Pd: Odp: RE: What to do if a legacy compatibility character is defective?
Asmus Freytag
asmusf at ix.netcom.com
Fri Oct 24 17:26:53 CDT 2025
Fundamentally when Unicode "unifies" characters it often does so "across
sources". For example, any ordinary ASCII letters are unified across
character sets, even if some legacy platform shows a somewhat different
pixel arrangement for some letter compared to some other platform.
The most common reason for Unicode to disunify characters relates to the
*same* source showing both.
These same considerations apply to compatibility characters.
The primary goal for encoding any compatibility characters is to allow
round-trip of data from the source with systems operating in Unicode and
vice versa. It is a non-goal to be able to tell from the Unicode
character code which legacy platform the character was mapped from or is
being mapped to.
The required evidence to support a request for disunification therefore
always consists of a document (screenshot) (usually other than a
character set table) that shows that the two characters are distinct in
their source environment and that that distinction matters (for example,
that it can't be determined mechanically by context).
From the original document (section 1, page 1), it looks like that
there are two characters that are distinct in the source, but have been
mapped to the same Unicode character 1CE2B. I can certainly sympathize
with the view that unifying these based on their close visual similarity
was, what we used to call a case of "arms-length" unification.
In this example, a character stream representing data encoding the
pieces used in the representation of a particular run of text in the
"large character mode" would not reliably round trip, and after
round-tripping (with a real device), the displayed characters would look
subtly different. For handling data being processed transiently using
Unicode there would be a loss of round-tripping, resulting in a change
in data stream without a change in contents, which is what compatibility
characters are designed to normally avoid. For a live terminal emulator,
the effect would be a small degradation of the fidelity of the
emulation. There's no simple workaround as analyzing the fragments in
what amounts to 2-D text display isn't without challenges.

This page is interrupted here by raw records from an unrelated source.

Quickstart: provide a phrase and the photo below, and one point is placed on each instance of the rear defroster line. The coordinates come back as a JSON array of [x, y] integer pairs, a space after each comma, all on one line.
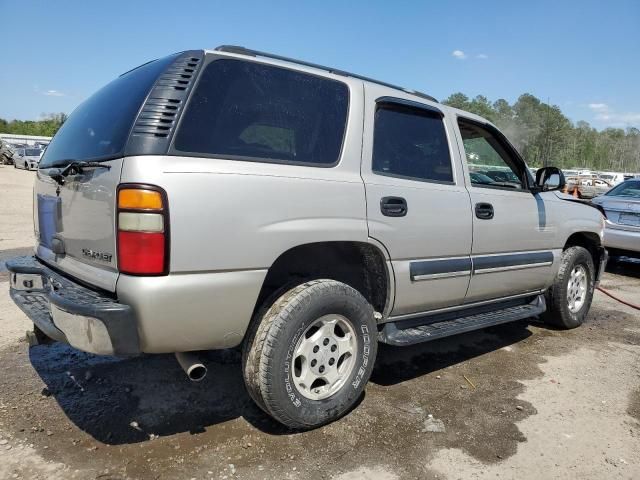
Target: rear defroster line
[[618, 299]]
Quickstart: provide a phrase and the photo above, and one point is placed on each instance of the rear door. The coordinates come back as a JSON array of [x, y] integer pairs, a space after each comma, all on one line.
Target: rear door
[[514, 231], [417, 204]]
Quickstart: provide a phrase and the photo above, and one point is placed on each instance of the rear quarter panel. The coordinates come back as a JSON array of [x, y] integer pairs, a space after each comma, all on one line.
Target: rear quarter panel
[[229, 221]]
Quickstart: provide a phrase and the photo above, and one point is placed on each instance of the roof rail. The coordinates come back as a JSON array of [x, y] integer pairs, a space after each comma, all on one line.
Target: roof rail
[[255, 53]]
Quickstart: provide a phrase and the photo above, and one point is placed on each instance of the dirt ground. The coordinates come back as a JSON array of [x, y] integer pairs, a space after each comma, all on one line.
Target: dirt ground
[[517, 401]]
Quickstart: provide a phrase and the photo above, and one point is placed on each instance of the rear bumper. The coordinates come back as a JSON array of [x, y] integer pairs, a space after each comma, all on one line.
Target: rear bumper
[[622, 237], [69, 312]]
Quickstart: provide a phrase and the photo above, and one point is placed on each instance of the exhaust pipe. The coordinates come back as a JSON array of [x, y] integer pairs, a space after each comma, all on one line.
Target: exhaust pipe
[[195, 370]]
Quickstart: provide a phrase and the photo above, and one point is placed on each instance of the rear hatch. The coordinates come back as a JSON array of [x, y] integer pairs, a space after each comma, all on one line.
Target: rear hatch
[[76, 185]]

I can understand the frustration of the submitter on being told that
there's an arbitrary limitation on fidelity and some degradation should
be seen as acceptable. While visually not prominent, the disposition
needlessly violates source separation for a single character.
For the examples involving block characters, it is unclear whether they
involve issues of unification within a source or across sources. If the
unification is across sources (platforms) then knowing the target
platform can be used to adjust the glyph being displayed, and there is
no issue. The same is true for any SHIFT mode in a source character set,
because whether the device operates in the shifted mode or not has to be
known and already affects what is displayed at some byte location in the
source character set.
I cannot tell whether the Script Encoding disposition violates source
separation or merely suggests reuse of character codes for multiple
sources/modes in a way that may be amenable to disambiguation with
additional, but available context information.